Saturday, August 13, 2011

There Came Both Mist and Snow (1940) by Michael Innes

There Came both Mist and Snow

Another of Innes's family gatherings in an old baronial hall, or baronet's mansion in this case, around a strangely half-hearted crime - not murder, but only attempted murder this time. The house and park are surrounded by an industrial estate, with vast neon signs, factory sirens and traffic noises intruding all the time upon the pastimes of the upper classes. This creates a curious atmosphere, but the book is a curiosity in many other respects as well. This is an early Innes - only his 6th novel - which reads like a late one: it's short, under-characterized, and the ending is more whimsical than satisfying.

Borges speaks of the Ellery Queen mystery structure, in which two solutions are proposed, a convincing but false one, and the even more convincing true solution. Innes seems to have made a speciality of discarding as many solutions as he can manage. In this particular case, there are solutions implicating by turns every member of the house party, with increasingly bizarre motives and murder methods involved. The book is overflowing with extravagantly stressed details which are only too obviously clues planted by a clumsy author - but they are so varied and puzzling that it seems impossible to sort out the direction in which they should be pointing. From this material, a full collection of Father Brown stories might have been produced. After going over a dozen promising if overcomplicated versions of the crime - involving anything from fancy shooting methods to dextrocardia - we arrive finally at the true solution, which uses one and only one clue, completely missed by the reader in the very first pages of the book and connected with the quotation in the title. This is both neat and infuriating; infuriating because there is no real logic substantiating any of the versions, including the final one; the choice between them is made just on the author's say-so. Appleby does not put in five minutes of honest detection here, while at one point going to the length of knocking out an innocent man with a stone for the sake of an anatomical experiment. At another point he falsely reports a man to his family as having been killed by an industrial press and leaving remains 'no more than a few millimetres thick' - which probably gave Innes an idea for a later novel, but which is also a rather shocking instance of black comedy even for this author.

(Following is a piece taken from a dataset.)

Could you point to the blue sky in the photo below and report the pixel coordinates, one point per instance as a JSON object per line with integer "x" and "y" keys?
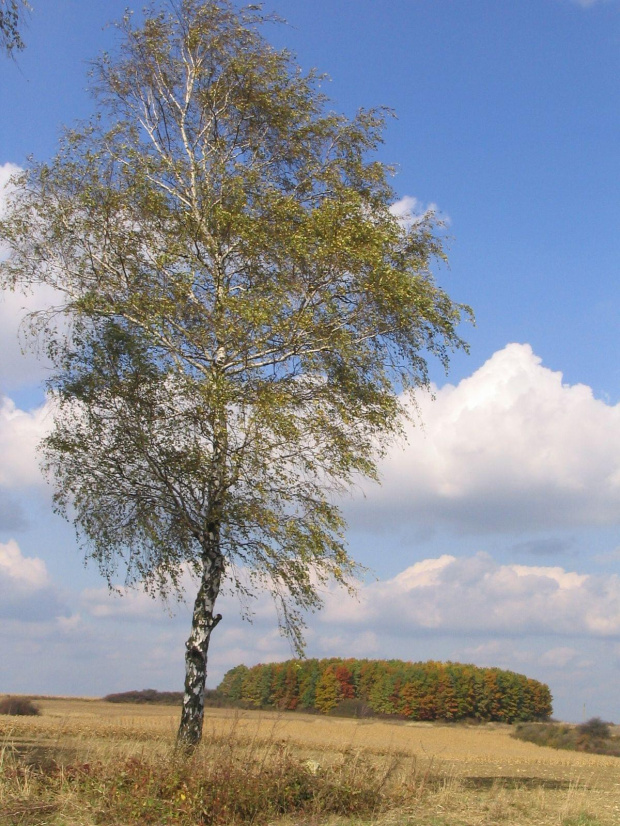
{"x": 495, "y": 537}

As usual with Innes, there are multiple diversions in this unsatisfactory chronicle. The characters are surprisingly entertaining despite being underdeveloped due to the short length of the book. The narration is in the first person (unusually for Innes), and the narrator, a slightly pompous elderly author perhaps in the Henry James mould, has some priceless exchanges on the craft of literature with his cousin, a scatterbrained mystery writer in the Agatha Christie vein. There is also a parlour game of Shakespeare's bells and a lovely false clue quotation from Yeats:

Bolt and bar the shutter,
For the foul winds blow:
Our minds are at their best this night,
And I seem to know
That everything outside us is
Mad as the mist and snow.

2 comments:

Karyn Reeves said...

I haven't read this book, but you touch here on the very aspect that first disturbed me about Michael Innes: this sense of the right solution being only one of many equally plausible possibilities rather than a unique solution that can be logically deduced. Eventually I managed to look past that and appreciate the other worthy aspects of his stories. And frustrating though his lack of consistency is, I try to keep in mind that writing even one brilliant novel is an impressive achievement, and I know he managed that.

polecat said...

Yes, there is this arbitrariness about some of his solutions, which partly may have been due to an intentional spoofing of genre conventions. But aside from that I seem to remember Stewart acknowledging somewhere in his autobiography that plotting and clueing were not his major strengths. And I think he very definitely had a strong inclination towards the fantastic and the bizarre, which spoiled a few of his stories but perhaps enhanced some others.